The Cape Verdean population is of mostly mixed African and European heritage, with a sizeable diaspora community existing across the world, especially in the United States and Portugal. The stories by Amarílis focus on mixed-race characters moving between Cape Verde and Portugal and deal with subjects like race and immigration that have resonance across time and place.
"There aren't that many African Lusophone authors being translated into English and almost none from Cape Verde, and I was also really intrigued by her writing,” Dodson says. “During the mentorship, we’ve had a lot of discussions about the language, the characters and the voices in the story, but Angelina has been so insightful when thinking about these complex racial and colonial dynamics that are in the stories. It’s so subtle in these stories and she’s got a good hold on that.”

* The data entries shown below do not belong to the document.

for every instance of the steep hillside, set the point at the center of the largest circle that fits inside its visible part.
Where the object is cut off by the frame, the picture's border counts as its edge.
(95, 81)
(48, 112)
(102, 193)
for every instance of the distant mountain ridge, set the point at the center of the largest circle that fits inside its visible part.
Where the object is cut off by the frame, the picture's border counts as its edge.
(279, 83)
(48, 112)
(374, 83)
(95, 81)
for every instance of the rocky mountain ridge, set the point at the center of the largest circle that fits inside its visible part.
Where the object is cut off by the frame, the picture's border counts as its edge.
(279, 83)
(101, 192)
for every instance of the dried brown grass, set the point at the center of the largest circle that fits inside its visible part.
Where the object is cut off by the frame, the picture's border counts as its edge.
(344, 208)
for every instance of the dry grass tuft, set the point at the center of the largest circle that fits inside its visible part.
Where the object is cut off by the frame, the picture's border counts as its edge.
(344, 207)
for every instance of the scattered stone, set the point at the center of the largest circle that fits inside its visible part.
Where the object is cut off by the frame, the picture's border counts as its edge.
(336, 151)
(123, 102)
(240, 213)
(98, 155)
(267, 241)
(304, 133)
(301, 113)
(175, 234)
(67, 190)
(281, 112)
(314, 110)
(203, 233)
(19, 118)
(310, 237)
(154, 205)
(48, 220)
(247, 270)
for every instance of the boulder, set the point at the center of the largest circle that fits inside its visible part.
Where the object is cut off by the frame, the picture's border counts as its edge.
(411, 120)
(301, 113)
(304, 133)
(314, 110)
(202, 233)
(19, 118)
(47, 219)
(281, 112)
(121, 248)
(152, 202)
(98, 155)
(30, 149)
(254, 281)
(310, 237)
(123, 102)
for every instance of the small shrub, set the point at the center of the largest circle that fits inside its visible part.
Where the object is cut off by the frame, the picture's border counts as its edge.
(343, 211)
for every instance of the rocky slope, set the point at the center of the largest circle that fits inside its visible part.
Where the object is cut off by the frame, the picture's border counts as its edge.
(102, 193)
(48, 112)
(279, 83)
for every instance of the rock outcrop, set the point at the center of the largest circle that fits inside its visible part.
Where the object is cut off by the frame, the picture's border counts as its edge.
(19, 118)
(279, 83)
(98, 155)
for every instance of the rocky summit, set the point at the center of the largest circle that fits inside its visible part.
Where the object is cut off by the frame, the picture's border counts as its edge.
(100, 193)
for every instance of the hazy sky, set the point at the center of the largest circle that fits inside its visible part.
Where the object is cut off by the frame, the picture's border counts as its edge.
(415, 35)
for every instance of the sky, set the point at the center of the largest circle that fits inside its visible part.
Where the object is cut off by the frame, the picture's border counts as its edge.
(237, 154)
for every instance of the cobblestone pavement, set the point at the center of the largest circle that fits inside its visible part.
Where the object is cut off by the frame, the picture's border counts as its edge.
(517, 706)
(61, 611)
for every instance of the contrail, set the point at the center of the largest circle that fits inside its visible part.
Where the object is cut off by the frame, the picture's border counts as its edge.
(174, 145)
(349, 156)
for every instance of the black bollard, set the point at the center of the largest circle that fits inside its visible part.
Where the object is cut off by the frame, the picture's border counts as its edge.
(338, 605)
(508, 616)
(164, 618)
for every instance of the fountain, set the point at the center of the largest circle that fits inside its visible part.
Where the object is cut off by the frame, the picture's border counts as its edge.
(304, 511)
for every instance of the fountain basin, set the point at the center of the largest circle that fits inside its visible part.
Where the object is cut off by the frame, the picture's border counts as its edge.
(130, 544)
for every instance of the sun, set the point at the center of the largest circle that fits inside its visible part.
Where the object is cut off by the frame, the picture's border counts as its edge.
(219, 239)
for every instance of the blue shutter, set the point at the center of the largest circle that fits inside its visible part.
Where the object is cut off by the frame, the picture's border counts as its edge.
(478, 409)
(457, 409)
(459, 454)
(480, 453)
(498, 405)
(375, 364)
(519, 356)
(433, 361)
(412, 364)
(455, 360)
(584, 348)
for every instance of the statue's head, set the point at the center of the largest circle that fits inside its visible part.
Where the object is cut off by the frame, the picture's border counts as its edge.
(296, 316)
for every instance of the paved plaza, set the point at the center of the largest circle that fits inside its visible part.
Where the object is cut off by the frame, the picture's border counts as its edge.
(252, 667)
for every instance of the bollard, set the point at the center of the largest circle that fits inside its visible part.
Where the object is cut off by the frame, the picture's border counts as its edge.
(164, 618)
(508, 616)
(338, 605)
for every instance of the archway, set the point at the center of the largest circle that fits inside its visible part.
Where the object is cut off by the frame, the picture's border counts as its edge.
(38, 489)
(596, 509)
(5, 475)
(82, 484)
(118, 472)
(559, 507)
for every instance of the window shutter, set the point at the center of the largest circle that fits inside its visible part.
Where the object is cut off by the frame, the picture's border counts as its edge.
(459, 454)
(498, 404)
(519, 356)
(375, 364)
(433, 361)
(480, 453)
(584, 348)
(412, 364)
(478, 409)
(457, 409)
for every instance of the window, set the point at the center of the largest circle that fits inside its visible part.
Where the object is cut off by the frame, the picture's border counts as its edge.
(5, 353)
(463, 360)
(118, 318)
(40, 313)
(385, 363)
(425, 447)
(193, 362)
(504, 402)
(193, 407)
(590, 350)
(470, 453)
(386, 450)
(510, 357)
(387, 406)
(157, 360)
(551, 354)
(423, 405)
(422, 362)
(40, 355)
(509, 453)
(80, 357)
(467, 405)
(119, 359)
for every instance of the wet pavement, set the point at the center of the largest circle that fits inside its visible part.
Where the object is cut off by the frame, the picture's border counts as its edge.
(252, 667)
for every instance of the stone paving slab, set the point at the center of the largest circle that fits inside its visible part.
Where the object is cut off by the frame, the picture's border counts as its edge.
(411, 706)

Coronado says the mentorship process has both deglamorized translation for her, and made her more committed to the difficult endeavor.
“I see translators as ambassadors, trying to sell the work of a writer that has been lost in literary history, but in very poetic and moving ways,” Coronado says. “I definitely romanticized that in my mind, but when I started to do the project, it was so hard for me. I learned a lot about the practical, pragmatic aspects of translation. You need to sit with this work for hours and hours. The connection I have to this work and this writer at this point is fueling my interest even more. This is just the beginning of what I feel will be a longer journey.”